CES HDFS troubleshooting
This topic contains information on troubleshooting the CES HDFS issues. CES HDFS consists of CES and HDFS Transparency functionality.
For more information on troubleshooting HDFS Transparency, see Second generation HDFS Transparency Protocol troubleshooting.
- Debug, trace, and logs.
Solution:
To check the state of the CES HDFS cluster, see the mmhealth command documentation in IBM Storage Scale: Command and Programming Reference Guide guide.
To determine the status of the CES HDFS NameNodes state, run the following command:/usr/lpp/mmfs/hadoop/bin/hdfs haadmin -checkHealth -scale -all
For more information, see the hdfs haadmin command.
For HDFS Transparency, see Second generation HDFS Transparency Protocol troubleshooting on how to Enable Debugging.

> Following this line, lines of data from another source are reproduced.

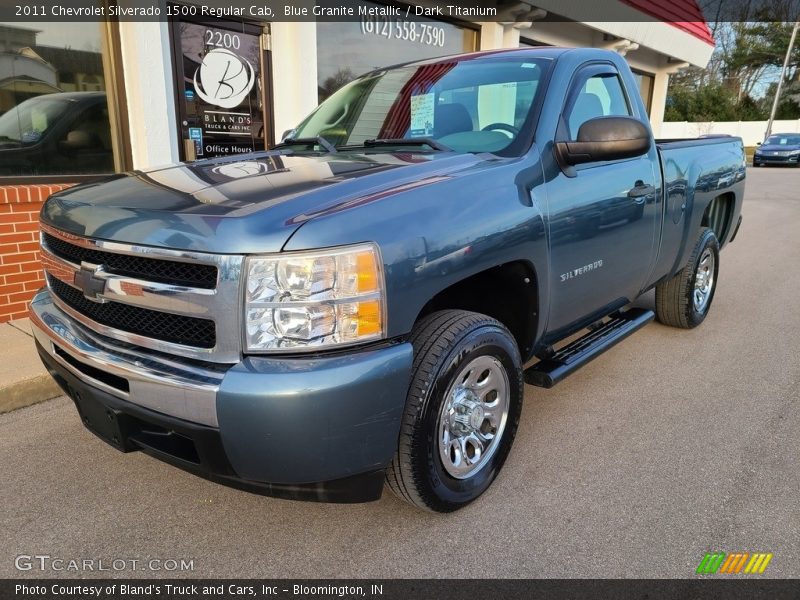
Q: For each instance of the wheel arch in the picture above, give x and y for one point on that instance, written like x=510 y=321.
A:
x=508 y=292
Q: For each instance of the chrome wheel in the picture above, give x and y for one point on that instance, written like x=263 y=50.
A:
x=703 y=280
x=473 y=417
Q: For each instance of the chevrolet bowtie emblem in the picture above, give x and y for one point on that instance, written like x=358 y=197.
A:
x=89 y=283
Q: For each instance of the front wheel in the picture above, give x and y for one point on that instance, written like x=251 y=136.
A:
x=461 y=413
x=684 y=300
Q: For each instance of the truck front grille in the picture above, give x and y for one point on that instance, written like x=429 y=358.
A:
x=178 y=329
x=151 y=269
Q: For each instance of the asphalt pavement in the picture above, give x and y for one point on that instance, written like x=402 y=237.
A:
x=672 y=444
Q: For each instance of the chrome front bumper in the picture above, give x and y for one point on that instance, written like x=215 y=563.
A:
x=155 y=381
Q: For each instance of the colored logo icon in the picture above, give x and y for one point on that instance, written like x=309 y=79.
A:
x=735 y=563
x=225 y=78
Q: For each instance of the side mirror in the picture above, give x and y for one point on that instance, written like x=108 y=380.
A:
x=76 y=140
x=605 y=138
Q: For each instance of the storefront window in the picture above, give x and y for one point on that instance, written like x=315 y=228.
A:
x=346 y=50
x=54 y=116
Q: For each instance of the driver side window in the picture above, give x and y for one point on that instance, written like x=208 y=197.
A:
x=600 y=96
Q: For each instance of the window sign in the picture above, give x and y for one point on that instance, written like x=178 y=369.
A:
x=222 y=96
x=347 y=49
x=422 y=110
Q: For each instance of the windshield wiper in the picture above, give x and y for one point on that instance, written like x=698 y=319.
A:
x=430 y=142
x=309 y=141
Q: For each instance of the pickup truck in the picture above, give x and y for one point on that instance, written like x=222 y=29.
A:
x=363 y=304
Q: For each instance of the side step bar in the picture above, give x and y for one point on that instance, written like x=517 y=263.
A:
x=549 y=371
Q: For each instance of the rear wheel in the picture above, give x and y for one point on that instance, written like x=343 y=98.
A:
x=461 y=413
x=684 y=300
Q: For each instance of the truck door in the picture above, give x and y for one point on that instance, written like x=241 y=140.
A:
x=602 y=216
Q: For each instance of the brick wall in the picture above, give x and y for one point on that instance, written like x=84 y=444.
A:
x=20 y=267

- CES HDFS Transparency cluster failed to
start.
mmces service enable HDFS or mmces service start hdfs -a
Solution:Note: Run/usr/lpp/mmfs/hadoop/bin/hdfs namenode -initializeSharedEdits
, if the NameNode failed to start with the following exception:2019-11-22 01:02:01,925 ERROR namenode.FSNamesystem (FSNamesystem.java:<init>(911)) - GPFSNamesystem initialization failed. java.io.IOException: Invalid configuration: a shared edits dir must not be specified if HA is not enabled. at org.apache.hadoop.hdfs.server.namenode.FSNamesystem.<init>(FSNamesystem.java:789) at org.apache.hadoop.hdfs.server.namenode.GPFSNamesystemBase.<init>(GPFSNamesystemBase.java:49) at org.apache.hadoop.hdfs.server.namenode.GPFSNamesystem.<init>(GPFSNamesystem.java:74) at org.apache.hadoop.hdfs.server.namenode.FSNamesystem.loadFromDisk(FSNamesystem.java:706) at org.apache.hadoop.hdfs.server.namenode.NameNode.loadNamesystem(NameNode.java:669) at org.apache.hadoop.hdfs.server.namenode.NameNode.initialize(NameNode.java:731) at org.apache.hadoop.hdfs.server.namenode.NameNode.<init>(NameNode.java:968) at org.apache.hadoop.hdfs.server.namenode.NameNode.<init>(NameNode.java:947) at org.apache.hadoop.hdfs.server.namenode.NameNode.createNameNode(NameNode.java:1680) at org.apache.hadoop.hdfs.server.namenode.NameNode.main(NameNode.java:1747)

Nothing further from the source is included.